The interest of inorganic medicinal chemists in UCNPs began to show an upsurge recently (around 2012), motivated by the prospect that upconverted UV-visible emissions might activate transition metal complexes adsorbed or anchored onto the surface of nanoparticles by means of NIR-light excitation. Few, yet encouraging, systems have demonstrated that Er- and Tm-doped UCNPs indeed provide a novel route for near infrared photochemistry in metal complexes. These early examples involve so far four transition metals, Mn, Fe, Ru and Pt, all of which undergo chemical transformation upon UV-visible light excitation. The primary and basic objectives of these studies were to explore different anchoring strategies for loading photoactivatable metal complexes onto UCNPs and evaluate the photochemical behaviour of the resulting nanomaterials under NIR light irradiation. Evidently, several of the systems reported here should be improved both in terms of photoreactivity and applicability in biological environments for use in photochemotherapy. However, they represent a benchmark which may serve to develop new light-activation approaches and to improve the design of UCNP-based nanomaterials for more advanced applications in biology and medicine.

In 2012 Ford and Zhang first reported, in a joint article, the NIR-light activation of the photoactive Roussin's black salt anion, Na[Fe₄S₃(NO)₇] (RBS).¹⁵ This inorganic salt has a broad absorption band in the visible region (400–600 nm) and has been extensively investigated as a nitric oxide (NO) photoreleasing moiety (Fig. 3a). NO plays a key role in vasodilatation, immune response, tumour growth and suppression.¹⁶ Core@shell NaYF₄:Yb,Er@NaYF₄ UCNPs (ca. 60 nm) were selected for attempting NIR photo-stimulation of the RBS anion. Silica coating of UCNPs served to load RBS via impregnation of the mesoporous SiO₂ shell, whose pores were eventually covered with polyallylamine hydrochloride (PAA HCl) to afford nanoconstructs capable of photoreleasing NO. The use of an NO sensitive electrode confirmed that the nanoparticles successfully generated NO upon NIR-light remote activation in a power-dependent manner (1–4.5 W) and using sequential excitation times of 30, 60, 120, and 240 s.

Fig. 3 Schematic representation of UCNP nanocarriers for the NIR-light photorelease of (a) NO from RBS () and (b) CO from the complex cis,trans-[Mn(bpy)(CO)₂(PPh₃)₂][CF₃SO₃] (). Adapted from ref. 15 and 18.
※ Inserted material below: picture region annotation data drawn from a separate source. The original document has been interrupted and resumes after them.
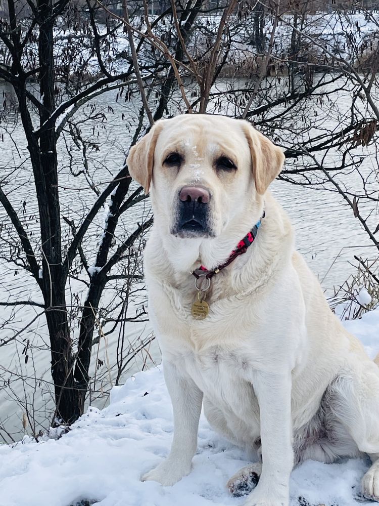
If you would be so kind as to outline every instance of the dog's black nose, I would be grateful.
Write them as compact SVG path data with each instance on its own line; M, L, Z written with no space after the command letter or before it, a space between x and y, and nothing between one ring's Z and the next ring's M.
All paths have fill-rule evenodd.
M183 186L179 198L182 202L199 202L207 204L209 202L209 192L202 186Z
M179 237L209 236L209 191L204 186L183 186L178 196L172 233Z

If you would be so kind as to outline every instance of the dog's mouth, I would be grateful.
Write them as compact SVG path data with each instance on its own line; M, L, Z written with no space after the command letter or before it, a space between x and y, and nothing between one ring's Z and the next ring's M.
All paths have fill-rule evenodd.
M182 239L212 237L212 233L206 220L197 219L193 217L190 220L178 219L171 231L171 234Z
M197 220L193 219L183 223L181 226L182 230L188 230L192 232L204 232L205 227L203 224Z

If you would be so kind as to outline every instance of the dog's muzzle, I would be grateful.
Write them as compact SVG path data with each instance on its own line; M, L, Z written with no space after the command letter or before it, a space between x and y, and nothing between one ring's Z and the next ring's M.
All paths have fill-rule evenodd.
M211 195L203 186L183 186L178 193L172 234L182 238L209 237Z

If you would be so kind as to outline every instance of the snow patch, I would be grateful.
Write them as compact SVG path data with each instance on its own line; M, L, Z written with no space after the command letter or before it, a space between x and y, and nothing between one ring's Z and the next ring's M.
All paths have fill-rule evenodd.
M379 308L343 322L370 355L379 350ZM140 372L112 391L111 404L90 407L71 430L56 440L25 437L0 445L0 506L68 506L84 499L99 506L242 506L225 484L249 463L244 452L214 433L202 414L191 473L173 487L142 482L141 474L167 456L172 439L172 410L160 367ZM334 464L308 460L294 470L291 506L372 504L359 497L368 462Z

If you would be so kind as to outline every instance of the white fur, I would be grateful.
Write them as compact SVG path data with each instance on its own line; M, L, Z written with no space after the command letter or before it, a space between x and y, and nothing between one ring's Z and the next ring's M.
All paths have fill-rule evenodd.
M241 122L220 118L164 121L155 148L155 223L145 272L174 435L167 460L143 479L172 485L190 472L202 400L215 430L257 456L261 452L260 478L246 506L288 504L294 462L362 452L374 461L363 493L379 500L379 368L328 307L294 249L286 213L268 192L256 191ZM185 161L173 174L162 166L162 154L180 142ZM212 157L224 145L238 160L232 175L213 168ZM201 167L196 182L191 179L194 163ZM211 191L216 236L174 237L170 226L178 188L199 179ZM213 278L209 314L194 319L191 272L201 263L211 269L225 261L263 208L256 240Z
Shortly afterwards, the Ford group encapsulated UCNPs and the RBS anion in a NIR transparent biocompatible polymer disk, as an implant model for the controlled therapeutic release of NO.¹⁷ The disk was made of a poly(dimethylsiloxane) matrix where RBS and Er- or Tm-doped core@shell NaGdF₄@NaYF₄ particles were successfully trapped due to their affinity for the hydrophobic polymer. UCNPs with different acceptor ions (Er³⁺, Tm³⁺) were capable of photo-stimulating NO release from RBS upon 980 nm irradiation (2.5 W cm⁻²). When different porcine tissue samples (skin, muscle, fat) were employed as a barrier in front of the polymer disk, irradiation experiments demonstrated that NIR light could penetrate the tissue protective layer, and generate NO from the RBS precursor, even if in lower amounts. An oscillating laser beam photolysis apparatus was designed to deliver heterogeneously high laser power densities (300 W cm⁻²) to the polymeric disk in these experiments and avoid tissue damage.
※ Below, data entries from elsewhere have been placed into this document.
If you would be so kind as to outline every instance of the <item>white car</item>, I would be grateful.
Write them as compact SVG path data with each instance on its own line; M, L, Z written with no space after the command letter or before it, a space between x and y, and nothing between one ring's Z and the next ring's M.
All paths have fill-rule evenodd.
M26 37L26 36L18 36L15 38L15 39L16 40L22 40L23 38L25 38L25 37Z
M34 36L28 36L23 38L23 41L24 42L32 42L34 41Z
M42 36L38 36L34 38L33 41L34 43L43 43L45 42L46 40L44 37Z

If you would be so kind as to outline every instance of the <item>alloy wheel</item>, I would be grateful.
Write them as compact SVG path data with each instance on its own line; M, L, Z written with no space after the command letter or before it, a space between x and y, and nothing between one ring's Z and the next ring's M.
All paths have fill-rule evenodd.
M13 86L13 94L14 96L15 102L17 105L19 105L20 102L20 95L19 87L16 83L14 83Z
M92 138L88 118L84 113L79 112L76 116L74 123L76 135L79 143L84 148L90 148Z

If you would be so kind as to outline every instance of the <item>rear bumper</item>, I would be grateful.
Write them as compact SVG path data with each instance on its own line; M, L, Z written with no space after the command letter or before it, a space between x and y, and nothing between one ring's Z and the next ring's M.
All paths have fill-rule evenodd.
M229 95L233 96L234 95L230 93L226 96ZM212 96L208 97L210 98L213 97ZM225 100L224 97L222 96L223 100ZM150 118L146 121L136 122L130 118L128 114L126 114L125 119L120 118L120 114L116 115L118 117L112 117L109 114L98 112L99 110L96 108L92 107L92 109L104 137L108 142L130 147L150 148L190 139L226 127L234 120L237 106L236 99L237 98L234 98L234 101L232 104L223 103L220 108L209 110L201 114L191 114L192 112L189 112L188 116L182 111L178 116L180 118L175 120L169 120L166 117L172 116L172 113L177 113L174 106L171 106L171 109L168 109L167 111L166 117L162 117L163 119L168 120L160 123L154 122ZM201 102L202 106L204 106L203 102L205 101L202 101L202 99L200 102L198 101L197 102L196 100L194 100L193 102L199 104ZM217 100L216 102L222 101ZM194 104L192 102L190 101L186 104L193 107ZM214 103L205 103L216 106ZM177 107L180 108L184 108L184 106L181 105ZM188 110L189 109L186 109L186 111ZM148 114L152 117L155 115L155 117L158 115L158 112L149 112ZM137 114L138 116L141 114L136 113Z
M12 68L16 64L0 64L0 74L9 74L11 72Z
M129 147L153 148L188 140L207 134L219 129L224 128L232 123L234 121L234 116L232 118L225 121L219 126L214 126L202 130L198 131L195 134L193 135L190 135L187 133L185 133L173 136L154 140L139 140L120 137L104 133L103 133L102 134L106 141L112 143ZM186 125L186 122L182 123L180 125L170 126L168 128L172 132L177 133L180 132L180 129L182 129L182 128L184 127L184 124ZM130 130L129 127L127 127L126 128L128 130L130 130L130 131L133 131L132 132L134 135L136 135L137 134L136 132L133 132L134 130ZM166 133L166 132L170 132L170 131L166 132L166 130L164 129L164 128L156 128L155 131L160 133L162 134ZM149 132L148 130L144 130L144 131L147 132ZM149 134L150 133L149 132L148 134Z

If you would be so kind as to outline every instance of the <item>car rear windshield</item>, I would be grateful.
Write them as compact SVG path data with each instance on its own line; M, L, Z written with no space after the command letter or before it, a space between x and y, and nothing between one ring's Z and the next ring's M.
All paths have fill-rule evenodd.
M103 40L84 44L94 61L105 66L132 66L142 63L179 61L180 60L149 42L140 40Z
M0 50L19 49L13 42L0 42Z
In 2015, Ford, Zheng and their co-workers have directed the use of UCNPs towards the phototriggered release of carbon monoxide (CO) from the complex cis,trans-[Mn(bpy)(CO)₂(PPh₃)₂][CF₃SO₃] (where bpy = 2,2′-bipyridine and PPh₃ = triphenylphosphine, Fig. 2b).¹⁸ CO is an attractive small molecule for phototherapeutic applications due to its cytoprotective and anti-inflammatory properties.¹⁹ The Mn complex was loaded on core@shell NaGdF₄:Yb,Tm@NaGdF₄ UCNPs (20–30 nm) functionalized with an amphiphilic PEG polymer, which provided the appropriate hydrophobic environment to entrap securely the water insoluble cis,trans-[Mn(bpy)(CO)₂(PPh₃)₂]⁺. Loading efficiency was determined by ICP-AES, indicating that at best 80% of the Mn complex used in the preparation protocol could be incorporated onto the UCNPs. In addition, this nanocarrier could elicit photochemical uncaging of CO under NIR-light irradiation (2 W, t = 0–5 min) as evidenced by gas chromatography and myoglobin binding studies.
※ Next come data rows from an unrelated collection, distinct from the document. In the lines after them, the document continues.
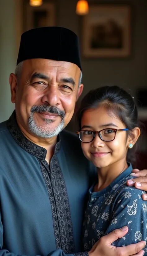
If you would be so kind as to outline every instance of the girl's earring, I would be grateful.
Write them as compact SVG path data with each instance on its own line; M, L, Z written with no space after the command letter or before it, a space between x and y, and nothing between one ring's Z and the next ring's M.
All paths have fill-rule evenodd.
M131 143L129 144L129 148L132 148L133 146L133 145L132 144L131 144Z

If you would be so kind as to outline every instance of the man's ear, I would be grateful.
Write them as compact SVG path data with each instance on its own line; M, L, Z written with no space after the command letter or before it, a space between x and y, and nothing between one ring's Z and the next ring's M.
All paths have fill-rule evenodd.
M81 95L82 92L83 91L83 88L84 88L84 85L82 84L81 84L79 86L78 90L78 93L77 95L77 97L76 98L76 101L77 102L80 96Z
M130 148L129 145L131 145L132 147L137 142L140 134L140 130L139 127L135 127L131 131L131 134L129 135L127 140L127 145Z
M17 77L13 73L11 73L10 75L9 81L11 89L11 101L12 103L15 103L18 82Z

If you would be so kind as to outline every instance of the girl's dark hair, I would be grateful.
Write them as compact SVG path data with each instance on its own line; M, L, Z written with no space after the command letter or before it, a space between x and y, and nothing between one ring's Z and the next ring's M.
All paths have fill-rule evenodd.
M81 101L77 114L79 129L83 115L87 110L103 106L109 114L113 113L129 129L128 135L131 136L131 131L139 127L137 107L132 96L123 89L116 86L100 87L88 92ZM131 132L130 132L131 131ZM132 163L135 161L136 144L133 148L129 149L127 161Z

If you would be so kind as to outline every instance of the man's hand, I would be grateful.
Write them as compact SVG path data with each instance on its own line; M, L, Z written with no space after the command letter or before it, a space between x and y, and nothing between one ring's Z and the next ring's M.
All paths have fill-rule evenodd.
M88 252L89 256L142 256L145 252L141 249L145 245L145 241L122 247L111 245L118 238L125 235L128 230L128 228L125 226L102 237Z
M127 182L128 186L134 186L136 188L147 192L147 170L139 171L138 169L134 169L131 175L136 176L135 179L129 180ZM147 200L147 194L142 195L142 199Z

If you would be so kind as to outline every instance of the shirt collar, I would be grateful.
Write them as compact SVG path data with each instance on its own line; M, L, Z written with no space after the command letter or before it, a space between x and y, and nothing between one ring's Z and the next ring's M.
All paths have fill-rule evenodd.
M29 140L21 131L17 122L15 110L7 122L8 129L16 143L26 151L37 158L42 160L45 159L47 151L46 149ZM59 135L57 137L54 154L57 154L60 147L60 139Z

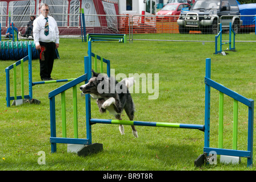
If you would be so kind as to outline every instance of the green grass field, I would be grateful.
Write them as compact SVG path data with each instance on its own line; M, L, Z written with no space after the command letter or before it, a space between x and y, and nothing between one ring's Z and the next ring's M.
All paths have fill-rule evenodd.
M136 107L134 120L204 124L205 59L211 58L211 78L242 94L256 98L255 43L238 43L237 52L215 55L214 43L134 41L93 42L93 52L111 61L115 75L159 74L159 96L149 100L149 93L133 93ZM226 49L227 44L223 46ZM60 40L61 59L55 60L52 77L77 77L84 73L83 56L87 43L80 39ZM103 151L85 158L67 152L67 144L57 144L51 153L48 93L63 83L33 86L33 96L40 105L6 107L5 68L14 61L1 61L0 170L70 171L219 171L255 170L247 168L247 159L238 165L194 166L203 154L204 133L197 130L137 126L135 138L129 126L121 135L117 125L92 126L93 143L101 143ZM38 60L33 60L33 81L40 81ZM26 65L27 64L26 64ZM27 68L25 67L25 68ZM19 71L17 71L19 72ZM27 73L26 76L27 77ZM139 80L138 80L139 81ZM13 78L11 80L11 83ZM28 84L25 84L27 89ZM18 88L18 89L20 89ZM27 94L25 93L25 94ZM78 89L79 138L86 138L85 97ZM19 94L19 93L18 93ZM67 97L67 135L73 137L71 90ZM211 90L210 147L218 147L218 92ZM60 97L56 98L57 136L61 136ZM92 118L114 119L101 114L92 100ZM232 148L233 101L225 97L224 148ZM125 113L123 119L128 119ZM238 149L247 150L247 109L239 105ZM255 134L254 134L255 136ZM255 139L254 139L255 140ZM46 164L39 165L39 151L46 154ZM254 152L255 147L254 147Z

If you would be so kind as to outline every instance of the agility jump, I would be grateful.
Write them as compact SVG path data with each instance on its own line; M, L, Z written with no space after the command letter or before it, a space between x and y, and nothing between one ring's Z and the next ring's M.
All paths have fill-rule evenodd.
M7 107L10 107L10 101L14 100L14 102L13 105L15 104L17 105L17 102L19 102L18 105L22 104L25 102L28 102L30 103L35 103L39 104L40 101L38 101L36 99L33 98L33 86L39 84L51 84L54 82L67 82L70 81L71 80L74 80L75 78L69 78L69 79L62 79L62 80L50 80L50 81L37 81L37 82L33 82L32 80L32 45L30 43L27 44L27 54L28 55L24 57L23 59L18 60L18 61L14 63L11 64L9 67L5 68L6 72L6 106ZM25 80L24 78L24 63L25 61L28 62L29 68L29 94L26 95L25 94L25 86L24 84L25 81L27 81L27 80ZM17 96L17 68L18 65L20 65L21 67L21 95ZM10 82L10 72L13 70L13 96L11 96L10 95L10 88L11 85Z
M118 121L113 119L103 119L91 118L91 100L90 96L86 94L85 97L85 106L86 106L86 139L79 139L78 137L77 123L74 123L75 134L74 138L66 137L57 137L56 136L56 121L55 121L55 97L59 94L62 96L65 95L64 93L69 89L73 89L73 103L74 105L74 121L77 123L77 98L76 97L76 88L77 84L79 84L84 81L87 83L88 81L91 77L91 49L90 49L91 42L89 42L89 56L85 56L85 74L81 77L75 79L71 82L61 86L60 88L53 90L49 93L49 98L50 99L50 126L51 126L51 136L50 142L51 145L51 152L57 152L57 143L68 143L68 144L78 144L85 145L82 148L77 151L77 154L79 156L86 155L89 154L97 152L103 150L103 146L100 143L93 143L91 137L91 127L95 123L107 123L107 124L122 124L128 125L137 125L137 126L147 126L155 127L174 127L182 129L198 129L204 131L205 133L205 144L203 147L203 154L201 155L194 162L195 166L200 166L202 164L207 163L207 160L210 158L209 155L211 151L215 151L217 155L224 155L229 156L239 156L247 158L247 166L250 167L253 165L253 122L254 122L254 102L251 99L248 99L243 96L238 94L237 93L229 89L223 85L212 80L211 78L211 59L206 59L206 76L205 77L205 125L193 125L185 123L161 123L161 122L151 122L142 121ZM237 148L224 149L222 148L221 144L220 148L213 148L210 147L210 88L213 88L219 90L223 94L227 95L234 100L234 102L237 104L241 102L248 107L248 142L247 150L241 151L238 150ZM65 101L62 101L65 102ZM62 106L63 105L63 106ZM237 104L235 105L237 106ZM62 110L65 110L65 105L62 104ZM234 109L235 113L237 113L237 110ZM65 117L64 117L65 118ZM62 121L63 122L63 121ZM65 123L65 121L64 122ZM237 125L237 122L234 122L234 125ZM222 126L223 127L223 126ZM65 130L62 130L62 131ZM235 133L236 130L235 130ZM236 130L237 131L237 130ZM65 135L63 135L65 136ZM237 137L237 134L234 135L234 139ZM237 140L233 143L237 142Z
M219 32L217 35L215 36L215 54L220 53L222 52L222 45L229 44L229 49L228 51L234 51L235 32L232 28L232 24L230 22L229 24L229 41L222 43L222 24L219 24Z

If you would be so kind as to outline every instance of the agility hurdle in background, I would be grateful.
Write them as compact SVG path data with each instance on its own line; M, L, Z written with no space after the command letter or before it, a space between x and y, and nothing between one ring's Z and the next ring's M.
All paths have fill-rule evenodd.
M89 41L104 41L118 40L119 42L127 43L126 34L87 34L87 42Z
M91 46L91 42L89 42L89 50ZM210 59L206 59L206 76L205 77L205 82L206 84L205 90L205 125L193 125L186 123L163 123L163 122L143 122L135 121L118 121L114 119L95 119L91 118L91 101L90 94L86 94L85 97L85 107L86 107L86 139L78 139L78 135L74 134L74 138L65 137L65 135L62 134L63 137L56 136L56 121L55 121L55 97L61 94L65 95L64 93L67 89L73 88L73 110L74 110L74 119L75 122L74 126L75 127L75 130L77 131L77 93L76 89L74 87L77 86L78 84L83 81L85 81L86 84L88 80L91 76L91 61L92 59L91 55L90 56L85 57L85 74L80 77L69 82L61 87L49 93L50 99L50 126L51 126L51 136L50 138L50 142L51 144L51 152L57 152L57 143L67 143L74 144L82 144L82 147L76 149L75 152L77 152L79 156L86 155L89 154L97 152L99 151L103 150L103 146L100 143L92 143L91 138L91 125L95 123L107 123L107 124L117 124L117 125L137 125L137 126L147 126L155 127L174 127L174 128L182 128L190 129L198 129L205 132L205 145L203 147L203 154L201 155L194 162L195 166L200 166L202 164L207 163L207 160L211 156L209 155L211 152L215 151L218 155L223 155L229 156L235 156L239 157L244 157L247 158L247 166L251 166L253 164L253 113L254 113L254 101L251 99L247 99L241 95L232 91L223 85L215 82L210 79L210 69L211 69L211 61ZM233 98L235 103L239 102L246 106L249 108L248 115L248 143L247 151L237 150L237 148L223 149L222 148L223 146L220 145L220 148L210 147L210 88L212 87L217 90L219 90L223 94L226 94L228 96ZM62 103L65 102L62 101ZM62 110L65 109L65 105L62 104ZM235 104L237 106L237 104ZM237 108L235 106L235 108ZM237 114L237 109L234 109L235 111L234 113ZM65 113L64 111L63 111ZM64 114L65 115L65 114ZM62 119L62 123L64 125L66 125L66 118L64 118L64 122ZM235 122L235 125L237 125L237 122ZM62 127L63 128L63 127ZM66 131L66 129L62 129L62 131ZM235 129L235 133L237 131L237 129ZM65 131L64 131L65 133ZM220 134L221 135L221 134ZM236 135L237 136L237 134ZM237 138L235 136L234 138ZM237 142L237 140L234 142Z
M51 84L54 82L60 82L70 81L75 78L63 79L57 80L50 80L44 81L32 81L32 46L31 43L27 45L28 55L24 57L23 59L11 64L9 67L5 68L6 76L6 106L10 107L10 101L14 100L13 104L20 105L24 102L28 101L30 103L39 104L40 101L33 98L33 86L38 84ZM29 92L28 95L25 94L25 86L24 83L24 63L27 61L29 65ZM21 96L17 96L17 67L21 65ZM10 71L13 70L13 88L14 88L14 96L10 96ZM28 101L27 101L28 100ZM18 104L17 104L18 103Z
M229 41L227 42L222 43L222 24L219 24L219 32L217 35L215 36L215 53L221 53L222 52L222 45L229 44L229 51L234 51L235 49L235 33L232 28L232 24L230 22L229 23ZM227 50L226 50L227 51Z

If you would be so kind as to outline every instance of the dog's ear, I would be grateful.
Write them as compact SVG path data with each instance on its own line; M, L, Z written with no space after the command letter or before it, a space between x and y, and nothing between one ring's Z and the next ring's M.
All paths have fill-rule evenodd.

In 2013, our laboratory started a research programme on upconverting nanomaterials for NIR-light photoactivation of coordination and organometallic compounds. Our first study was concerned with the UCNP-mediated photoactivation of cis-[Ru(bpy)₂(py)₂][Cl]₂ (where py = pyridine),²⁰ chosen as a model for biologically active ruthenium polypyridyl complexes, which have found application in neuronal stimulation,²¹ protein inhibition²² and cancer therapy.^8a,23cis-[Ru(bpy)₂(py)₂][Cl]₂ has a well-understood photochemical behaviour²⁴ and photodissociates one pyridine ligand with high efficiency (Fig. 4a) upon excitation of its metal-to-ligand charge transfer band. In this study, 980 nm photoactivation (25 W cm⁻², t = 0.5–4 h) of the complex was achieved by employing large NaYF₄:Yb,Er nanoparticles (80 nm), selected for their brightness. Photocleavage of one coordinated pyridine ligand and subsequent formation of the cis-[Ru(bpy)₂(py)(H₂O)]²⁺ complex were monitored over time by UV-visible (red-shift of the lowest-energy absorption band) and by ¹H NMR (appearance of diagnostic signals for the photoproducts), analyzing aliquots of the supernatant solution obtained upon centrifugation of the reaction mixture. After 4 h of NIR light irradiation, 70% of cis-[Ru(bpy)₂(py)₂][Cl]₂ underwent photoconversion as determined by integration of ¹H NMR signals.

Fig. 4 Schematic representation of UCNP systems for the NIR-light activation of (a) cis-[Ru(bpy)₂(py)₂][Cl]₂ (), (b) cis,cis,trans-[Pt(NH₃)₂(Cl)₂(O₂CCH₂CH₂CO₂H)₂] functionalized with DSPE-PEG () and (c) [( η⁶-p-cym)Ru(bpm)(P-Trz-Py)][PF₆]₂ (). Adapted from ref. 20, 26 and 28.

UCNPs were previously treated with HCl to remove oleic acid ligands from their surface, improve their aqueous solubility and facilitate surface adsorption of the charged Ru complexes. XPS analysis revealed that a fraction of cis-[Ru(bpy)₂(py)₂][Cl]₂ was still adsorbed onto the surface of UCNPs even after extensive washing, indicating electrostatic interactions between the negatively charged naked UCNPs and the positively charged complexes were sufficient to provide enough confinement for the NIR photochemistry to occur.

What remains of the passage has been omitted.